Deshalb haben wir schon bei der Verlängerung des ISAF-Mandats gesagt, dass es eine Gesamtkonzeption für Afghanistan geben muss. Ich sage ganz deutlich: Dennoch stimmt die FDP dieses Mal dem Mandat zu. Erstens, weil die Operation "Enduring Freedom" mehr beinhaltet als nur den Einsatz in Afghanistan. Sie beinhaltet auch den Einsatz gegen den Terrorismus am Horn von Afrika und die NATO-Seeüberwachung im Rahmen von "Active Endeavour" im Mittelmeer.

In Richtung der Grünen sage ich ganz klar: Der Vorwurf, den Herr Kurnaz gegen die KSK erhebt, muss auf jeden Fall aufgeklärt werden - deswegen haben wir einen Untersuchungsausschuss eingerichtet -, er ist bisher aber in keiner Weise bestätigt.
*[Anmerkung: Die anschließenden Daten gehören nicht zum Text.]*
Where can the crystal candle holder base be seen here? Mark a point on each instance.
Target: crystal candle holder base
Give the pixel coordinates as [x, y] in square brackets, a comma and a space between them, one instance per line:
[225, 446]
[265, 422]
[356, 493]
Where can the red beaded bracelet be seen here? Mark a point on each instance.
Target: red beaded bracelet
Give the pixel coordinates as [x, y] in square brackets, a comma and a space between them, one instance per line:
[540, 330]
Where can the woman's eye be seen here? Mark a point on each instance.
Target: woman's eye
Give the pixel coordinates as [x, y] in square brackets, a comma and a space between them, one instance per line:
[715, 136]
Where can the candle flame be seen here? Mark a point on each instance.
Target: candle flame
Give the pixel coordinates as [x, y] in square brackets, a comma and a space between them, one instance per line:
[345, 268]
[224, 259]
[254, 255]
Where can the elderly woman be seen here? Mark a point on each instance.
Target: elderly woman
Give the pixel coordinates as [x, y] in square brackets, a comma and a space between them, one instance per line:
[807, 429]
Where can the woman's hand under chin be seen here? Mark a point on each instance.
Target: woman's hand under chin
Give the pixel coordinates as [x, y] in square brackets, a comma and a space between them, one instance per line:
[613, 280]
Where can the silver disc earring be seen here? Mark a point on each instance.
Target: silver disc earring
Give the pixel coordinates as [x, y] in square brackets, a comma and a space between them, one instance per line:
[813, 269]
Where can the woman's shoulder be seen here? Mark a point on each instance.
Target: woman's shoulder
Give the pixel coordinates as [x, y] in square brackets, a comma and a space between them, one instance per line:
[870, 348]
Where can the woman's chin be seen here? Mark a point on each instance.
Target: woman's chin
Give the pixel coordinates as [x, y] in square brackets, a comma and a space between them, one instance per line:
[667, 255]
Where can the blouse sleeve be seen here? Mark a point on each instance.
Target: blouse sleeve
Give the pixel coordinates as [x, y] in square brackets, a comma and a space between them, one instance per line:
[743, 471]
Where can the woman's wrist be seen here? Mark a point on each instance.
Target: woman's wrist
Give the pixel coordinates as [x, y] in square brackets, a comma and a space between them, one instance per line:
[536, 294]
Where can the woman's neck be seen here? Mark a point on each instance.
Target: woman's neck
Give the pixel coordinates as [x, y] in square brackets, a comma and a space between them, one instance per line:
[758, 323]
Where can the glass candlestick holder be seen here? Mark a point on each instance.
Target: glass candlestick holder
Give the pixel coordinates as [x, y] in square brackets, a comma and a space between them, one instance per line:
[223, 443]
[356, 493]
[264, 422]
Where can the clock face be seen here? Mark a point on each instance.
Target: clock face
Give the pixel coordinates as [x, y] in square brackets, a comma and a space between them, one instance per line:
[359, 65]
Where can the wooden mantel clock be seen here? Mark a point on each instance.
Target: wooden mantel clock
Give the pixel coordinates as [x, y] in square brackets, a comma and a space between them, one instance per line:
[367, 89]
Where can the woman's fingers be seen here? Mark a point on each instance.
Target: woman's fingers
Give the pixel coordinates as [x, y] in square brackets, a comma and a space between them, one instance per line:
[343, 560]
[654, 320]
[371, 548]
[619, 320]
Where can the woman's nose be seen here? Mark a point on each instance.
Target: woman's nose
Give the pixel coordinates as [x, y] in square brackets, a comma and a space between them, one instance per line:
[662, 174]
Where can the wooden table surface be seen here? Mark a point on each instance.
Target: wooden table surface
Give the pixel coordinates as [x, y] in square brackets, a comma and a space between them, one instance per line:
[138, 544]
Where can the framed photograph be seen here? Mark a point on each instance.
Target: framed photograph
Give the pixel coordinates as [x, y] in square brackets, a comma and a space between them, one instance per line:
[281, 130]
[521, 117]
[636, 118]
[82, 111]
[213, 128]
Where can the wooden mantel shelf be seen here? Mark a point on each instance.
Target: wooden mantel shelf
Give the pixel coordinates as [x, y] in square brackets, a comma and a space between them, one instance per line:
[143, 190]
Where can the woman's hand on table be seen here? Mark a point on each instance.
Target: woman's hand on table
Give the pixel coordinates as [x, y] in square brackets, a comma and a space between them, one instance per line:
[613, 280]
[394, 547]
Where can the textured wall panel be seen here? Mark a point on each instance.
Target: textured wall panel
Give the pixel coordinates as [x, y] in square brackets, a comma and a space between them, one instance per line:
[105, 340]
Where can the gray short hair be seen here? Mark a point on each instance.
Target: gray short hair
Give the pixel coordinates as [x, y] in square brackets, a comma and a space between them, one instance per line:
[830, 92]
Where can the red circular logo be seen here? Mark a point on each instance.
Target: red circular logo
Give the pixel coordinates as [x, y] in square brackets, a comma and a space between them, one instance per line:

Ein solcher Vorwurf rechtfertigt nicht den kompletten Rückzug aus der Operation "Enduring Freedom".

Darüber hinaus besteht ein Zusammenhang zwischen dem Mandat für die Operation "Enduring Freedom" und dem ISAF-Mandat, das wir gerade erst hier, im Deutschen Bundestag, verlängert haben. Für die FDP-Bundestagsfraktion - das sage ich ganz deutlich - kommt es nicht infrage, unilateral aus einer solchen Mission auszusteigen. Gerade angesichts der Situation, die jetzt innerhalb des Bündnisses, aber auch innerhalb der NATO vorherrscht, wäre das ein verheerendes Signal.
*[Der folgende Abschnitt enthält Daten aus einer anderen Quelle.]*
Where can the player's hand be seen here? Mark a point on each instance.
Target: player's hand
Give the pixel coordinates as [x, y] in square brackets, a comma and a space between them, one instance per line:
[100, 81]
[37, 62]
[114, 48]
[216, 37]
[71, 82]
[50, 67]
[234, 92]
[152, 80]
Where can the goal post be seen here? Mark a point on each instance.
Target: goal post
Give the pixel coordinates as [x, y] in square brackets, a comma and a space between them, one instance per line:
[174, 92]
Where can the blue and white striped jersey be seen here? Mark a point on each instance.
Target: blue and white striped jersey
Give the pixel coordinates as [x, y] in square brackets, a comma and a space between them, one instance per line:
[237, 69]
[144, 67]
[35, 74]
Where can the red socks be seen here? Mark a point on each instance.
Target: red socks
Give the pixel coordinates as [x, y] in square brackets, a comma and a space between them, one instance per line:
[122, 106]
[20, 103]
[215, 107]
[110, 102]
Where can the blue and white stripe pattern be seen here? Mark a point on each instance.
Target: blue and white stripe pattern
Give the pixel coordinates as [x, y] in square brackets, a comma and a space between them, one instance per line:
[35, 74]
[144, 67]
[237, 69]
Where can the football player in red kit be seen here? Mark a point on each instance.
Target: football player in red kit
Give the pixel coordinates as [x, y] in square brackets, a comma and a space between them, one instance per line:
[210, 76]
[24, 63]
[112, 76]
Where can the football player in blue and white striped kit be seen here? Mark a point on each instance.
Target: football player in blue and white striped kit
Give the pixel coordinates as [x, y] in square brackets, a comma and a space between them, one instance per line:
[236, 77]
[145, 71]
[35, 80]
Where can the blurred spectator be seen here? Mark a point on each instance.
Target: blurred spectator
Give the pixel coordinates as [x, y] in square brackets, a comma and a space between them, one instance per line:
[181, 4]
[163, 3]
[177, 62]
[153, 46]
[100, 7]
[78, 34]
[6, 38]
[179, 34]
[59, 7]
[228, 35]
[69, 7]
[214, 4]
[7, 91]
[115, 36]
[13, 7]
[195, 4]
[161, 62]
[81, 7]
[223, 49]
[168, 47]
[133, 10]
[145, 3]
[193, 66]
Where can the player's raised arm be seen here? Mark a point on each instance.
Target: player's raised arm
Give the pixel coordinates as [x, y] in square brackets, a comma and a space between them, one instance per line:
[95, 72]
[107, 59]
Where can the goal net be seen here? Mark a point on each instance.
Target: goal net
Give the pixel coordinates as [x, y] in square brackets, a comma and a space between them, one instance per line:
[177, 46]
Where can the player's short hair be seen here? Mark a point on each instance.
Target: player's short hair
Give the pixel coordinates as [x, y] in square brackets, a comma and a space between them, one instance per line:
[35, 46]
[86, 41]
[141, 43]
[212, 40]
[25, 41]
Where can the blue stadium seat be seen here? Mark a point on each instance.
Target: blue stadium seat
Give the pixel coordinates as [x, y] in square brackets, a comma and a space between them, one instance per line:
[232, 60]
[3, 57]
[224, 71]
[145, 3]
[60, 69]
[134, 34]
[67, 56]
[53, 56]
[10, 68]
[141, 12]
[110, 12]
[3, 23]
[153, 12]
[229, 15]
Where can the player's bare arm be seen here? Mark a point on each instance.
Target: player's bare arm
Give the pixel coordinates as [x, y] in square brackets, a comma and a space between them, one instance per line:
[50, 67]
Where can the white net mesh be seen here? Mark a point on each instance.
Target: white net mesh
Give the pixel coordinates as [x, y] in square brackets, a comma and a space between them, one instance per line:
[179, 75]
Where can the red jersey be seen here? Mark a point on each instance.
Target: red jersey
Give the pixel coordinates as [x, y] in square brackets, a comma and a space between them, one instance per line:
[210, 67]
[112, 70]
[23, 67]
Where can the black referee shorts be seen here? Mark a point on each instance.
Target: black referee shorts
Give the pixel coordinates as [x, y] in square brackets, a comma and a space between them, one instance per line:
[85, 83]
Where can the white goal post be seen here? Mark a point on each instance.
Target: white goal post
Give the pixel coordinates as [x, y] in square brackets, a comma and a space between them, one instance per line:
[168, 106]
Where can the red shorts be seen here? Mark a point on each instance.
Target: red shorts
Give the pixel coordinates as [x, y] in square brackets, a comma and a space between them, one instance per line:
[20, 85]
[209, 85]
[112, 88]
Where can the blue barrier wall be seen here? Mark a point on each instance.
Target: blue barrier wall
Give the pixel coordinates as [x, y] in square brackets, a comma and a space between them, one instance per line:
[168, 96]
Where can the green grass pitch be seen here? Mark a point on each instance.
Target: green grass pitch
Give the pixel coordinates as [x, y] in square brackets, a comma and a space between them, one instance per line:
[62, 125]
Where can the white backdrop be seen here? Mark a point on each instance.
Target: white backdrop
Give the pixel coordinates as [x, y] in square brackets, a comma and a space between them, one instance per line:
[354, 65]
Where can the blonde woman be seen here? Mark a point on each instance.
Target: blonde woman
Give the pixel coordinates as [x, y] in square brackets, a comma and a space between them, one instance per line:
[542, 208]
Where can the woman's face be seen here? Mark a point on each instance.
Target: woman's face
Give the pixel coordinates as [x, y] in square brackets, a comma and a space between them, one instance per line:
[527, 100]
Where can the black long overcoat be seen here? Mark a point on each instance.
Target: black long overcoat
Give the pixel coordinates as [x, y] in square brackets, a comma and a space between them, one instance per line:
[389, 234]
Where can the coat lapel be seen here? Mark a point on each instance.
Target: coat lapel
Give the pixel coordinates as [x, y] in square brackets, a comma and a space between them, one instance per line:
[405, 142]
Sehr wichtig für uns ist, dass ein Mandat realistisch ist. Das von der Bundesregierung vorgesehene Mandat sieht eine Reduzierung der Oberzahl der einzusetzenden Soldaten um 1 000 auf 1 800 vor. Damit ist eine wesentliche Forderung der FDP erfüllt. Auch das ist ein Grund für uns, zuzustimmen.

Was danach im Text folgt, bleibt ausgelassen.